A 2012 Chateau St. Michelle Canoe Ridge Merlot from Horse heaven Hills in Washington State was a nice surprise. It was a medium dark ruby colour, lighter on the edges, which should mean it’s aging – but it’s only two years old. If I remember right (and if I don’t, please remind me), the aging with reds tends to move the colour from red/ruby/garnet to a more orangey/brown shade – so this may not be indicative of aging at all? Leather and tobacco notes is what the wine master said – I got the leather, but a plain smoky scent, not specifically tobacco. Dark berry as well. Full body – nice and full for my liking, with dark berries in the first seconds, then a smoky middle and a long finish. Medium tannins, so not overpoweringly dry but noticeable in a good way. It works with sweet, dry fruits. Surprisingly, Al likes it. This is the second merlot we’ve tried that he’s enjoyed. Most of the time, Merlot isn’t one he likes and we’ve tended to avoid them. I’m neutral on them – they’re nice, and I’ll happily drink them, but they’re not in my top three to five.

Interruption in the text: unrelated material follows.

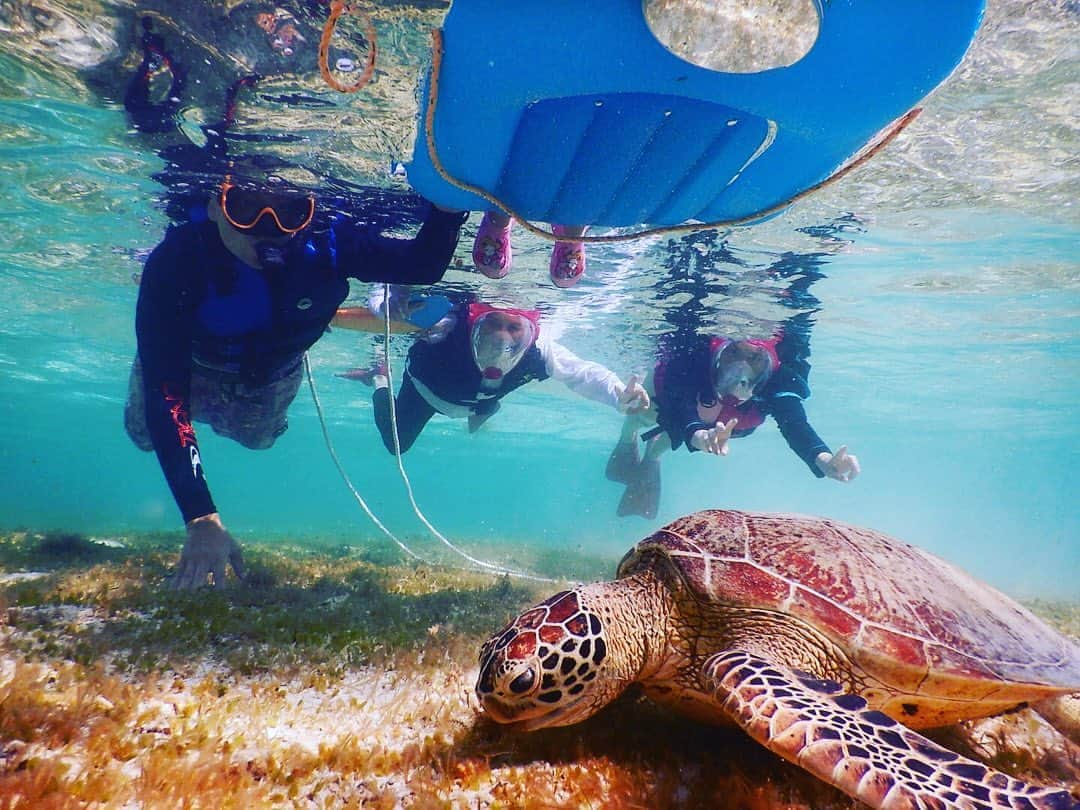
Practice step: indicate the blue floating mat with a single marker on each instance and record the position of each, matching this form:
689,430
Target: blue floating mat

There must have been a number of British Columbians at the tasting because Cecilia, the Cellar Master, apologized for not having more Canadian wines both on the lists, and on the tasting – she said she hadn’t been able to get up to the wine country yet to do her exploring and tasting. I’m tempted to gather some of the wineries and send them to her for when she can get there.
Tomorrow we are in Huatulco, Mexico – we don’t have any excursions booked so we’ll be wandering around the town, seeing what there is to see. It’s a pier, with gangplank in this port, so no worries about crazy tender operators trying to sink the ship!